Recycling isn’t just for kids. The Spanaway staff room has two miniature garbage cans to collect food waste from coffee grounds to banana peels used in the school garden’s compost. “Everyone seems to be finding a way to do a part,” said Kim Hanson, who has personally sewn every staff member their own cloth napkin. “We started getting kids involved, and it has just snowballed with their enthusiasm.” Additionally, Hanson has gone to e-mails for school newsletters and flyers and is now 75% paper-free. “Parents have had a lot of positive feedback about getting an e-mail versus a flyer for event reminders, late starts, and messages. It’s really easy for parents to hit “return” and send us a little note back, so I think communication has truly improved with this plan.” More and more people are finding that “going green” can save both money and energy.

Green Team members meet regularly to keep up the “green momentum”, some of their upcoming events include: challenging staff members to “a day with their own coffee mugs” instead of paper coffee shop cups, an “oldest lunch bag contest” to challenge students to reuse their old bags, and inviting everyone to a “Waste Free Lunch” where nothing would need to be thrown in the trash after the meal. Reusing is contagious, this year Spanaway’s Read Across America event will be done using “no new waste”, meaning all hand-outs and bookmarks are left from previous events, and decorations are made with recycled materials. According to Chapin, “We have ordered a number of “green books because there has been so much interest since the “Green Team” has started. We challenge the other schools to create their own Green Team”.

“The community has rallied around this program,” said Marchesini, “we have had help getting cardboard cages from the LeMay Corporation, we are collecting plastic bags that Walmart will pay us for, and the Pierce County Public Works and Utilities group has helped us with money for field trips, audits, plus lots of collaboration. The kids have found some wonderful mentors in that group.”

Fifth-grader Justin Long sent a letter and received a response from the President about the state of the environment. As Justin says, “We have to do something right now or we are not leaving a very nice planet.” If the Spanaway Elementary students continue in this way, it will be a much better planet if they have anything to say about it.

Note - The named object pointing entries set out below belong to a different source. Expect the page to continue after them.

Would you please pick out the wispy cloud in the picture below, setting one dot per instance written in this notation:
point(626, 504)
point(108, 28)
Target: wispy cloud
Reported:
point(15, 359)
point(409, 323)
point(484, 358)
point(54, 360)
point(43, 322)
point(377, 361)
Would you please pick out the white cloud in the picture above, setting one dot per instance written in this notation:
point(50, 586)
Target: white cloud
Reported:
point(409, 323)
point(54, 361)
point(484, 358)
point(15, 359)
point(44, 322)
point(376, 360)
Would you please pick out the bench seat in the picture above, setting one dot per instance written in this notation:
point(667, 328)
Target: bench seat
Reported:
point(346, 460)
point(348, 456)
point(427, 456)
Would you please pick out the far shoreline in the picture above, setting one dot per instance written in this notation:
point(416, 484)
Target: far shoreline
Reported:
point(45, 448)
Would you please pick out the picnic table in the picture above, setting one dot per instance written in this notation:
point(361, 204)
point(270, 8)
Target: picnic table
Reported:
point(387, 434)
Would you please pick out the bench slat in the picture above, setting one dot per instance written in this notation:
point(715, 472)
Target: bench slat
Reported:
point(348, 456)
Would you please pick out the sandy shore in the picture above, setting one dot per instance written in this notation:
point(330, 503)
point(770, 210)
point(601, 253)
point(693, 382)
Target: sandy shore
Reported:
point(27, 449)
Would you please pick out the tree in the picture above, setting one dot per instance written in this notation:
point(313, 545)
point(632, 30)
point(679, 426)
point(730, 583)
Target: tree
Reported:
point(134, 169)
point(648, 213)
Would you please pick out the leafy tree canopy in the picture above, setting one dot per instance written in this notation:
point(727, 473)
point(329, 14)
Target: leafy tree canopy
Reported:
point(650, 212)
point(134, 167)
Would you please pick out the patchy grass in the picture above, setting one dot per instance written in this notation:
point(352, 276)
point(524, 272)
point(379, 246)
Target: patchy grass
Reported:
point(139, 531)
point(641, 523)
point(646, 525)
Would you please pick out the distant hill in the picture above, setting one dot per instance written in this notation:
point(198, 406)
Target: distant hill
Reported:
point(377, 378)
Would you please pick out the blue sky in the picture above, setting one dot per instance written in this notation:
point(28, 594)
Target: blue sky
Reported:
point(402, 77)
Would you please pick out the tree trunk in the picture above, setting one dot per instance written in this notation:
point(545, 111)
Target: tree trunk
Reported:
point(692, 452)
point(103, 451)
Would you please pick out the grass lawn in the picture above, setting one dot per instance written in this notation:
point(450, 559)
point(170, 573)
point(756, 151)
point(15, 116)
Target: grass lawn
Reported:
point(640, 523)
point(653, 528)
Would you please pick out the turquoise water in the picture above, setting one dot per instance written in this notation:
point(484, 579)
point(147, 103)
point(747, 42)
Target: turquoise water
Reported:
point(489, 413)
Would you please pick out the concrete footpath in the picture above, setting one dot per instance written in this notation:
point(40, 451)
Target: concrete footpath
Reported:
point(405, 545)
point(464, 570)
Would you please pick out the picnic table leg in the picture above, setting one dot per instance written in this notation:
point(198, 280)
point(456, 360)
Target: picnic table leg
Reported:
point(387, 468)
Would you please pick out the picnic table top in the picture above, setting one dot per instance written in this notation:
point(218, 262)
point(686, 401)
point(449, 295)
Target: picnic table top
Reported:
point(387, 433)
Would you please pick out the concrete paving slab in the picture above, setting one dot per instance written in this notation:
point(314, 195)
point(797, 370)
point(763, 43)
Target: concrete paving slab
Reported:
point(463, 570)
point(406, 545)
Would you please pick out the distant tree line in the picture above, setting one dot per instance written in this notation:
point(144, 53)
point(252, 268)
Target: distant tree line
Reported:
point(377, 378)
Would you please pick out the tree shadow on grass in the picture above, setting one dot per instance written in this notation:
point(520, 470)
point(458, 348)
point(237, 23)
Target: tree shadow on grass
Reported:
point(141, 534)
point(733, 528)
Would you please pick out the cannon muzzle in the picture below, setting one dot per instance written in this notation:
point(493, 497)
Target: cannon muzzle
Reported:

NOTE: (March 2011) Since this article was printed in our district newspaper, we have continued to make significant progress. Each day in the cafeteria our students now pour out their liquid from milk cartons that now goes down the drain instead being thrown into the garbage bags. This is close to 55 pounds a day that would otherwise be carried to the dumpster by our custodians. There are collection sites in each building for aluminum cans and paper recycling in every room from classes to closets. ASB members survey the building for recycling and each has a designated pick up site they are responsible for. Additionally, our school is now participating in a program with Terra-cycle that pays us for sending them certain packaging materials. We have been collecting: Juice pouches, potato chip bags, empty glue sticks, and “Lunchable” plastic trays. Our first check came in the mail in December and we were able to announce to the students that we received $55.34. Not much money, but money for garbage kept out of the landfill and most importantly, our kids are constantly thinking about ways to be more environmentally careful. We are amazingly proud of our students. It has restored my faith in humanity a bit.